Philippoussis certainly got into the game, lamenting missed shots and, on more than one occasion, questioning the virtual line judge's calls. His experience showed as he swept the competition.
"These kids are good," Philippoussis said. "I told one of them, I didn't think he was doing his homework the last few days. I think he was practicing.
"But I took him out," he said of his sixth-grade challenger. "He was tough, but I took him out. So I'm going to sleep good tonight."
Asked about Philippoussis' suspicion, Leo Kotomori balked at such a claim.
"No way," Kotomori said. "No, I do my homework first and then play."

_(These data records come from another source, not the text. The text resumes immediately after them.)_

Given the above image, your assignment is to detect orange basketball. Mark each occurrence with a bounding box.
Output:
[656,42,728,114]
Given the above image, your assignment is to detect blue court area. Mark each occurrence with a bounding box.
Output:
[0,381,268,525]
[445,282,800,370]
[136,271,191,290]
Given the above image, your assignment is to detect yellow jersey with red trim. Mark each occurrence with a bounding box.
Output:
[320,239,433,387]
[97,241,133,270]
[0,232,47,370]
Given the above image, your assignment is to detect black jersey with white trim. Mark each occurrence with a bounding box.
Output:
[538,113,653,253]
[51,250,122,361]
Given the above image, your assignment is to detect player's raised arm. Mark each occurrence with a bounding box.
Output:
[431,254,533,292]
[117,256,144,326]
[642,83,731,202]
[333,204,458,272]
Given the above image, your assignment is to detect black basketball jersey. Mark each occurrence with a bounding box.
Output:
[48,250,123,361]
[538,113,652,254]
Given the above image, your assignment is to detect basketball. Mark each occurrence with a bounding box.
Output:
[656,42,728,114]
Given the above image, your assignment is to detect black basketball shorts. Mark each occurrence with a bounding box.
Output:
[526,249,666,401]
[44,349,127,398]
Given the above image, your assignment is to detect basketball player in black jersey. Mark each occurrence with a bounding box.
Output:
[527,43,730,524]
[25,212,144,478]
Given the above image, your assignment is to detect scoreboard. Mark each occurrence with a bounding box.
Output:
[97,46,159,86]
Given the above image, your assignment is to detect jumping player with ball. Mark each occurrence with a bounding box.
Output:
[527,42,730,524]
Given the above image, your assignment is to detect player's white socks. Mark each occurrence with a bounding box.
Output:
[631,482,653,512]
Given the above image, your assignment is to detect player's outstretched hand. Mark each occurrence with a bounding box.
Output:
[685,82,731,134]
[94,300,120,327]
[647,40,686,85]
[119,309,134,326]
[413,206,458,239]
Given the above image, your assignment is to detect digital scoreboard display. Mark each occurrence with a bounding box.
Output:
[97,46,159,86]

Playing as Roger Federer certainly didn't hurt. Although in the pros' case, choosing as they did to play as Borg could prove even more beneficial.
"I noticed some tendencies in Bjorn's game just by playing as him in Wii that I think I can exploit should I see him on the other side of the net in this tournament, so that's encouraging," Courier said. "It's a two-fold purpose for being here. A little interaction with Tenacity and fan interaction, but it's also some scouting."
As Courier and I both learned, there's also something great about being slightly humbled by a middle-schooler. Kotomori gave me some initial Wii tennis instruction -- "It's really easy: You just push this button here to lob and this one here for a drop shot" -- and I talked to him again after my big win.
"Jim? Oh yeah, I beat Jim," Kotomori told me afterward, as if everyone had swept Courier on the court. "But Mark was hard. I didn't beat Mark.
"But they play real tennis," he added. "We saw a video of them, and if we tried to play them in real life, we'd probably lose."
At which point, I gave him some advice: Sometimes it's best not stress too much over the specifics.